Antonine Twagiramungu, a maize farmer in Nkuzuzu Cell, Bumbogo Sector, Gasabo District, had for long been finding it difficult to add value to his produce.
The challenge of not having access to electricity had cost him a lot – for at least five years.
According to Twagiramungu, lack of a maize milling machine in his village meant that he had no choice but to ferry his produce to another neighborhood so it could get processed into maize flour.
“I had to incur logistic and labour-related costs which ate into my would-be profits,” he told this newspaper. “I also lost a lot of time”.
However, the famer will soon no longer have to incur these costs as Rwanda Energy Group (REG) is connecting Nkuzuzu to the national grid.
“The decision was a godsend,” said Twagiramungu. “It addresses a big problem of electricity that has been affecting farmers, agro-processors and the people involved in stone quarrying in this area,” he added.
The maize farmer added: “the move will help spur agro-processing and allow farmers to make a reasonable profit from their hard work.”
Local leaders have also welcomed the development and are moving to help residents make the most of it.
Fidel Rusinga, the executive secretary for planning at Nkuzuzu Cell, said: “We are now installing maize milling machines to help add value to what we produce as a sector and expect maize farmers here to make more profits.” He added that the development will also allow for creation of jobs to the youth in the area.
REG has for the past two weeks been working round the clock to connect all residents and trading centres in and around Bumbogo to the national grid.
Fred Kagabo, the REG branch manager for Gasabo District, said the exercise is part of broader efforts spur economic activity across the country.
“This will help reduce poverty and drive the country’s economic growth,” he said.
So far, more than 350 households in this area have been connected to the national grid, he said.
Kagabo told The New Times that the objective is to connect all the households and trading centres in Bumbogo with a 3-phase line.
“We don’t want to give people electricity for lighting only but also power that will help spur economic activity and boost entrepreneurship in the areas,” he said adding that the target is to connect at least 400 households in Nkuzuzu.
REG, through its subsidiary Energy Utility Corporation Limited (EUCL), has pledged to have all the households and business entities across the country connected to power in the next seven years.
According to Eng Ron Weiss, the REG chief executive, ensuring universal access to reliable and affordable electricity will not only support business production and profitability, but also help make them more competitive.
Power rollout plan
During one of his recent field tours – in Kayonza District –, Eng.
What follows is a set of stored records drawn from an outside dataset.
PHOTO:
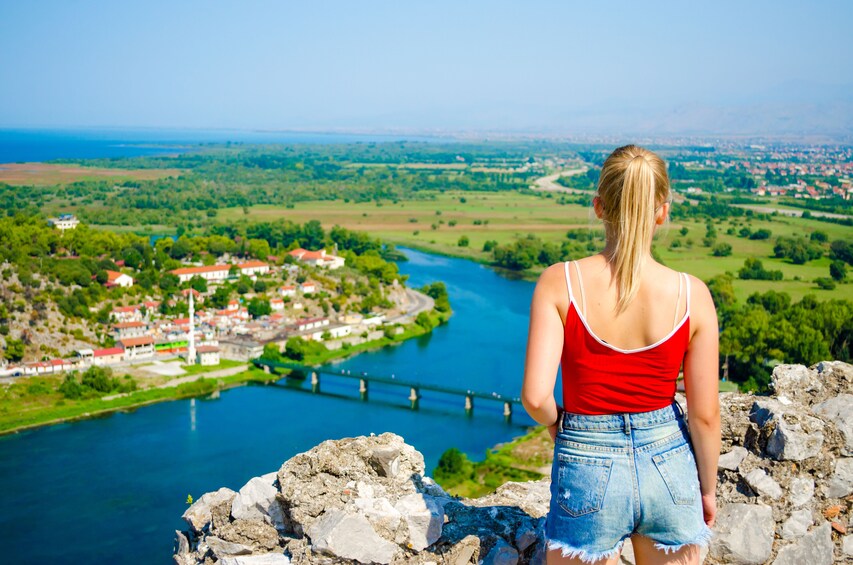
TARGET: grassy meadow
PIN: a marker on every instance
(503, 216)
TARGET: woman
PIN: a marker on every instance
(621, 325)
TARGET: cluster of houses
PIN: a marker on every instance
(141, 333)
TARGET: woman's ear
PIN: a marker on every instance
(598, 206)
(663, 214)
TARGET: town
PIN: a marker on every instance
(303, 295)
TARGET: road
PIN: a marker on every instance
(415, 303)
(549, 183)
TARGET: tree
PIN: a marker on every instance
(15, 350)
(722, 250)
(258, 307)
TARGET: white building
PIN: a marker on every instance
(318, 258)
(64, 222)
(114, 278)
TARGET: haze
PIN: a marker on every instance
(539, 67)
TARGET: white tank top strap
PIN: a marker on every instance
(678, 300)
(568, 281)
(580, 288)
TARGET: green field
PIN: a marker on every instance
(511, 214)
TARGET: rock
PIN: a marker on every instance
(182, 544)
(797, 524)
(758, 480)
(260, 559)
(839, 411)
(501, 554)
(222, 548)
(814, 548)
(257, 501)
(744, 534)
(792, 435)
(791, 381)
(841, 482)
(801, 491)
(198, 515)
(350, 536)
(424, 518)
(732, 460)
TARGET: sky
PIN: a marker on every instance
(564, 67)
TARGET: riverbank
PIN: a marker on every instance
(33, 402)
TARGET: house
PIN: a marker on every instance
(114, 278)
(207, 355)
(64, 222)
(109, 356)
(318, 258)
(122, 330)
(253, 268)
(137, 347)
(126, 314)
(210, 273)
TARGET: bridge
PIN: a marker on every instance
(415, 388)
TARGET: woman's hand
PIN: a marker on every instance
(552, 429)
(709, 508)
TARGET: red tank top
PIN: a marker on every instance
(599, 378)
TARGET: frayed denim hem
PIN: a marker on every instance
(702, 540)
(586, 556)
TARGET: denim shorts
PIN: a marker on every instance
(622, 474)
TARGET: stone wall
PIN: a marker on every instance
(785, 485)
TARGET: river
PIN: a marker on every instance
(112, 489)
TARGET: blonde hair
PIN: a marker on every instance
(632, 186)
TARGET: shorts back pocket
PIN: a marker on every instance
(677, 467)
(582, 483)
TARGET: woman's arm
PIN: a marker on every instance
(544, 348)
(701, 385)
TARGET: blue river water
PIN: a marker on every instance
(112, 489)
(23, 145)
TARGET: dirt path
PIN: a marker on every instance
(549, 183)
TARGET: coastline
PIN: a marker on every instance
(200, 387)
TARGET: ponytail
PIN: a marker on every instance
(632, 184)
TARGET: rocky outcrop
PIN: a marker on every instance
(785, 486)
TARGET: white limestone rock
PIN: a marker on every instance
(763, 484)
(257, 501)
(732, 460)
(350, 536)
(744, 534)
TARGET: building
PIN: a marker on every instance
(126, 314)
(318, 258)
(207, 355)
(253, 268)
(137, 347)
(124, 330)
(210, 273)
(114, 278)
(101, 357)
(64, 222)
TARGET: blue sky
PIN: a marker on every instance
(568, 67)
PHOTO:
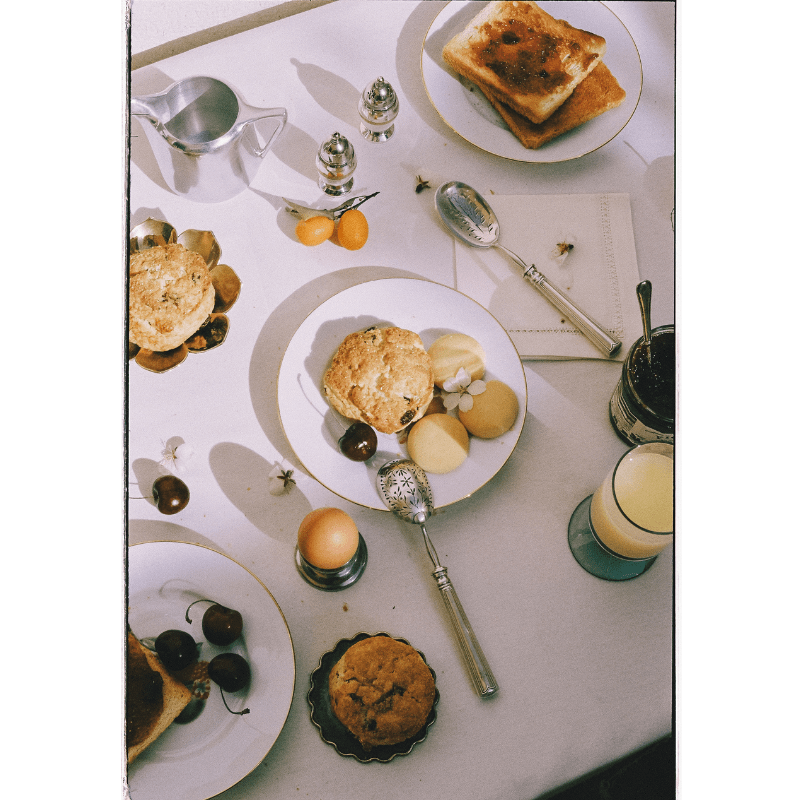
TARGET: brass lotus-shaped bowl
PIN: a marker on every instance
(212, 333)
(333, 732)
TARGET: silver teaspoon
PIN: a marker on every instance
(404, 487)
(644, 292)
(472, 221)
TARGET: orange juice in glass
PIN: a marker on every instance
(617, 532)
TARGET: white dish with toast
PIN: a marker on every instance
(430, 309)
(200, 759)
(467, 111)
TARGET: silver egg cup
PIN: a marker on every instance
(334, 580)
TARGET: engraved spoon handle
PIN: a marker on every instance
(589, 327)
(479, 671)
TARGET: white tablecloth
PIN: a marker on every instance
(584, 666)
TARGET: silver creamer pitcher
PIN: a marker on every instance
(205, 138)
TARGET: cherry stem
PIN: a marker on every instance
(246, 710)
(203, 600)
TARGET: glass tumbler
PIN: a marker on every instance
(617, 533)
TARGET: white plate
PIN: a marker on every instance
(429, 309)
(203, 758)
(465, 109)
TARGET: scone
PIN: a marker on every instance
(171, 296)
(381, 376)
(381, 691)
(153, 698)
(597, 93)
(531, 61)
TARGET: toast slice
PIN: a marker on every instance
(595, 95)
(528, 59)
(153, 698)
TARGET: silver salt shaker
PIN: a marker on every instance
(378, 109)
(336, 162)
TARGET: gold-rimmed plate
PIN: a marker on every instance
(429, 309)
(465, 110)
(200, 759)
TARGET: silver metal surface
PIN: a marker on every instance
(472, 220)
(644, 292)
(305, 212)
(205, 138)
(334, 580)
(404, 487)
(336, 162)
(378, 107)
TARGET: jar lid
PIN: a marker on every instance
(379, 96)
(337, 151)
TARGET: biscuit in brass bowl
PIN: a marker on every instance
(335, 732)
(197, 292)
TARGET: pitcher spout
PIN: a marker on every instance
(153, 107)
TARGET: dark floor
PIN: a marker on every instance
(648, 774)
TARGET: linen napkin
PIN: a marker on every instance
(599, 274)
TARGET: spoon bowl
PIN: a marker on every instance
(405, 489)
(471, 220)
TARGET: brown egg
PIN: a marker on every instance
(327, 538)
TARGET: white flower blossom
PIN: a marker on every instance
(565, 244)
(460, 389)
(280, 479)
(177, 456)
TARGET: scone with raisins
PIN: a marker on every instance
(381, 376)
(382, 691)
(171, 296)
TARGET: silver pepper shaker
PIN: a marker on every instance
(378, 108)
(336, 163)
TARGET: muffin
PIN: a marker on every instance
(381, 691)
(171, 296)
(381, 376)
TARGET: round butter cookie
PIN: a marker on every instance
(438, 443)
(455, 350)
(493, 412)
(381, 691)
(381, 376)
(171, 296)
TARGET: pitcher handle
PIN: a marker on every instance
(269, 113)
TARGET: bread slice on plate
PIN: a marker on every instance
(531, 61)
(598, 93)
(153, 698)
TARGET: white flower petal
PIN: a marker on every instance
(450, 400)
(184, 452)
(276, 486)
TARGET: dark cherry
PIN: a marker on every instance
(191, 712)
(359, 442)
(230, 671)
(221, 625)
(171, 494)
(176, 649)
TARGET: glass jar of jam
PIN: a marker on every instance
(642, 407)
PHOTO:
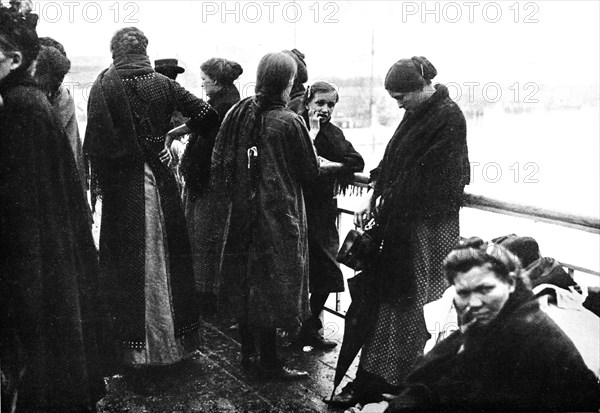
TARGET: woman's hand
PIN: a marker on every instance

Weiss reaffirmed that universal access to affordable power remains the Group’s top priority and that achieving 100 per cent power connectivity will spur and sustain Rwanda’s economic growth, making the country more attractive to investors.
In a recent interview with this newspaper, Weiss urged all stakeholders to focus on industrial development, saying that power generation should be driven by the need to supply manufacturers and other business and not the reverse.
Last week, more than five trading centres in Rwimishinya, Kayonza District were connected to the national grid thanks to the ongoing electricity rollout campaign.
Last year, government revised its power rollout plan and rolled out a new strategy that seeks to extend power to the entire Kigali city in the next two years and the whole country in the next seven years.
Under its plan, dubbed ‘7-5-2’, REG wants to connect all the households in the country by 2024, productive users by 2022, and Kigali city in the next two years.
Presently, about 42 per cent of Rwanda’s population has access to power – both on-grid and off-grid solutions.
REG’s power rollout strategy is to focus more on the off-grid solutions to help achieve the 100 per cent target, according to Eng. Weiss. “The off-grid solutions are essential given the nature of geographical settlement. Besides, most households consume a lot of energy and, therefore, it is better that they are connected via off-grid,” he said.
The cost of on-grid is higher, at about $700 per connection, while that of off-grid is only $65, making it more reasonable for low power users to embrace off-grid solutions.
REG’s power rollout strategy includes the aspect of public-private partnerships in power production efforts to help the country achieve its targets in the sector.
According to REG, more than 115,978 households will be connected to the national electricity grid while another 118,772 households are expected to access off-grid energy solutions by the end of the year.